The F0 cues to tone and phonation, respectively, are also perceptually distinguished by the nature of their pitch trajectories. The F0 cues to phonation appear to lack specific pitch targets and manifest primarily as a deviation from the pitch trajectory. The lack of an apparent pitch target, combined with the relatively short duration of the F0 fluctuations observed here, distinguish the cues to tone from the cues to phonation. We assume that this distinction makes for a situation in which F0 is able to simultaneously provide the primary cue to tonal contrasts and a phonetic enhancement of the phonation contrast. As a result, our data provide an instance of one laryngeal cue, F0, simultaneously contributing to two laryngeal contrasts, tone and phonation.

6.5 The Phonological Status of Rearticulated Vowels

The focus of this discussion has been the phonetic enhancement of the phonation contrast between checked (Vʔ) and modal (V) vowels in MacZ. A secondary goal of this paper was to consider phonetic evidence related to the phonological status of rearticulated vowels, and whether they are best analyzed as single vowels with a glottal interruption (VʔV) or as disyllabic sequences of a checked vowel followed by a modal vowel (Vʔ.V). A summary of the phonotactic arguments for and against each analysis was presented in Section 3.2. The current study presented an opportunity to add phonetic evidence to our understanding of the status of rearticulated vowels by comparing their acoustic characteristics to those of checked and modal vowels.

Under existing analyses of other Zapotec languages, rearticulated vowels are considered single vowels with a glottal interruption (VʔV) that differ from checked vowels primarily in that their [+glottalized] feature is anchored to the center portion of the vowel rather than the final portion of the vowel (Arellanes Arellanes 2014; López Nicolas 2014). Under such an analysis, the vowel portion following the glottalization is simply an echo or continuation of the vowel preceding the glottalization, and it does not have the phonological status of a modal vowel. Therefore if this is the correct analysis, we might expect to see acoustic cues to glottalization similar to those of checked vowels near the central portion of the vowel rather than at the end, but we would not necessarily expect phonetic enhancements like those of modal vowels to occur in the final portion of the vowel.
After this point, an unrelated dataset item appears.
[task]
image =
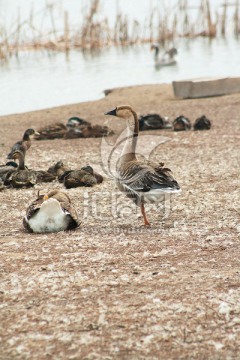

In Section 3.2, we suggested another possible interpretation of these vowels based on the phonotactic characteristics of MacZ. What have been assumed to be individual vowels with a glottal closure produced in the middle (VʔV), based largely on the syllable structures of other Zapotec varieties, could in MacZ be better analyzed as a sequence of two vowels with the same quality, the first checked and the second phonologically modal (Vʔ.V). If this is the case, we would expect to see phonetic enhancements similar to those of checked vowels in the V1 portion of the vowel sequence and phonetic enhancements similar to those of modal vowels in the V2 portion of the sequence.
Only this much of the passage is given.